Diabetic Lumbosacral Plexopathy Workup
- Author: Divakara Kedlaya, MBBS; Chief Editor: Robert H Meier III, MD more...
Approach Considerations
In evaluating suspected diabetic lumbosacral plexopathy, neural and electrophysiologic studies are generally helpful. Laboratory tests used to diagnose or assess control of diabetes mellitus (eg, fasting blood glucose, hemoglobin A1C) should be performed. Imaging studies may help in differentiating other causes.

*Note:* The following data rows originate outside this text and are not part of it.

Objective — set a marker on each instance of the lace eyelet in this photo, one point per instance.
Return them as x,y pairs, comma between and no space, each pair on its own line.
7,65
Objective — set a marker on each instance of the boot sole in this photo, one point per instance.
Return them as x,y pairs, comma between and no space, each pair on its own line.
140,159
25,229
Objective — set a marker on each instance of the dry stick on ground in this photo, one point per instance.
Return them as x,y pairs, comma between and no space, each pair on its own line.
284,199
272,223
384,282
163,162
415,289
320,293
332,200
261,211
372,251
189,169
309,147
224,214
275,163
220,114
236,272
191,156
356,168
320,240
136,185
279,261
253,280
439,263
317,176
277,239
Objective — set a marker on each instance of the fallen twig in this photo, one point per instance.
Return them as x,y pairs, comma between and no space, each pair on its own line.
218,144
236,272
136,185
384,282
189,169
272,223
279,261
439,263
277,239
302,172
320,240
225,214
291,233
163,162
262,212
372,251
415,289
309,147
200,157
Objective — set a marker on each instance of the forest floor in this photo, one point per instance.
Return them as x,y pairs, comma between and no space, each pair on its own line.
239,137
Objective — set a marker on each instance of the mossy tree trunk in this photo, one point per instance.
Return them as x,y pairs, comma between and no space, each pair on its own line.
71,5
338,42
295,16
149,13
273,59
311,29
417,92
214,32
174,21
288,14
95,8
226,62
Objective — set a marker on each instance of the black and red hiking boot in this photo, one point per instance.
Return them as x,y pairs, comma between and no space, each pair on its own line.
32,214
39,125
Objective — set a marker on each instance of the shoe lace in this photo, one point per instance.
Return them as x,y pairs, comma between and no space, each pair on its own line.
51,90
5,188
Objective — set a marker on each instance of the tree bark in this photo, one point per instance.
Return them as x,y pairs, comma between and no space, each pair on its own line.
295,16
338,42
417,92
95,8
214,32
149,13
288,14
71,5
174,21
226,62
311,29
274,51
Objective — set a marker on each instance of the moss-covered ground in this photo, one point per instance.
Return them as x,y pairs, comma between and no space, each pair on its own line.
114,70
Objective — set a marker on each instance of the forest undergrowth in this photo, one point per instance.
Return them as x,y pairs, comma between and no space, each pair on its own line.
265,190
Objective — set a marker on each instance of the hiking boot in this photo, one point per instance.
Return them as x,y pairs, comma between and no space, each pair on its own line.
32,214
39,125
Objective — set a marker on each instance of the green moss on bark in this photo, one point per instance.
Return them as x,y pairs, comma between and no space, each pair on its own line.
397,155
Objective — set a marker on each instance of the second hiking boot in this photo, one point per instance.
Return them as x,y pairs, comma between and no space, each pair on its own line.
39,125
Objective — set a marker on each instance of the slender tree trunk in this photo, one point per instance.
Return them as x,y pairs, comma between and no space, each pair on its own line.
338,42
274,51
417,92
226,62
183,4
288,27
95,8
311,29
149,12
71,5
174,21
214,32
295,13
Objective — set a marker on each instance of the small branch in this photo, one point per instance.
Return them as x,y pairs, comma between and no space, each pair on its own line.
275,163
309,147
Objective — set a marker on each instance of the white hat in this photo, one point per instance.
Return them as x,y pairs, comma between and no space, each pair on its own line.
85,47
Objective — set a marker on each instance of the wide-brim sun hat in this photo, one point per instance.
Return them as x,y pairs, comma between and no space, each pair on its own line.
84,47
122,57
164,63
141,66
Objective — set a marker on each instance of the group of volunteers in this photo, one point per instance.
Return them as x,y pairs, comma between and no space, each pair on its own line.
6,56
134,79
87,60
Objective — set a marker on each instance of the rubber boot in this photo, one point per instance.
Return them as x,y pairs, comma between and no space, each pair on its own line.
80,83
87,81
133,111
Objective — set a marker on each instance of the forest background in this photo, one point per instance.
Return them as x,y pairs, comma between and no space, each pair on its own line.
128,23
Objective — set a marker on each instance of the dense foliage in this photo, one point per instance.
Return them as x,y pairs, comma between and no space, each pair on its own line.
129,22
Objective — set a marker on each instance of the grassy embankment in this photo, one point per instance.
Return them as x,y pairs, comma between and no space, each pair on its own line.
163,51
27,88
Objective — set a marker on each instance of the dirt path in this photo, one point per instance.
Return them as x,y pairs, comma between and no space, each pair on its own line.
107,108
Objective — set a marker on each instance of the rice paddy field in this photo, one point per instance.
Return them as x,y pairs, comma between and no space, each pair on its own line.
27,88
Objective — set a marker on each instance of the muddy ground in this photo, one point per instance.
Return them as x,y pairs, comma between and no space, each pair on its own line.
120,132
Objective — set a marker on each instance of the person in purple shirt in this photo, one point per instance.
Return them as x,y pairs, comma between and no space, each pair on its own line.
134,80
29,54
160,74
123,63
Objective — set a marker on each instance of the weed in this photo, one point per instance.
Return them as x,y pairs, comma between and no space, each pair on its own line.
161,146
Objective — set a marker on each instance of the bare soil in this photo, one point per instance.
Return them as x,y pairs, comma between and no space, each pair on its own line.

Go to Diabetes Mellitus, Type 1; Diabetes Mellitus, Type 2; Diabetic Neuropathy; and Electrophysiology for more information on these topics.
Lab Studies
In addition to tests performed to evaluate or diagnose diabetes, lumbar puncture results may show elevated cerebrospinal fluid (CSF) proteins, sometimes more than 1 g. Additional laboratory studies to rule out other causes of neuropathy, as well as cancer and bleeding diathesis, are also important.
Imaging Studies
Lumbar spine and pelvic radiographs should be performed to evaluate for other causes of the plexopathy. Computed tomography (CT) scanning or magnetic resonance imaging (MRI) of the lumbosacral spine and pelvis may be indicated in some cases to rule out mass lesions.[21]
Histologic Findings
Biopsies are rarely indicated in patients with diabetic lumbosacral plexopathy, and systematic studies are lacking in the literature. Early in the disease course, epineurial and perivascular inflammation around the small vessels may be caused by infiltration by mononuclear cells, with or without polymorphonuclear cells. Endoneurium and subperineurial space immunoglobulin-M (IgM) deposition should be expected. Activated complement (C5b-9) deposition in the endothelium of small vessels is also common. Reduced numbers of myelinated and unmyelinated axons may be observed, and differential fascicular loss of axons is also characteristic.
Neural Studies
Electromyography (EMG) and nerve conduction studies (NCS) should be performed.[22, 23] In patients without distal symmetrical polyneuropathy (DSPN), needle EMG usually shows positive sharp waves and fibrillation potentials in the iliopsoas, hip adductors, and quadriceps, but other muscles may also be involved.
In patients with underlying DSPN, in addition to the above findings, sural sensory nerve action potential (SNAP) is usually absent, and amplitudes in peroneal and tibial compound motor action potential (CMAP) are reduced.
Femoral nerve motor conduction studies may show asymmetrical amplitudes, and paraspinal muscle needle EMG may show fibrillations and positive sharp waves, but the results are usually within the reference range.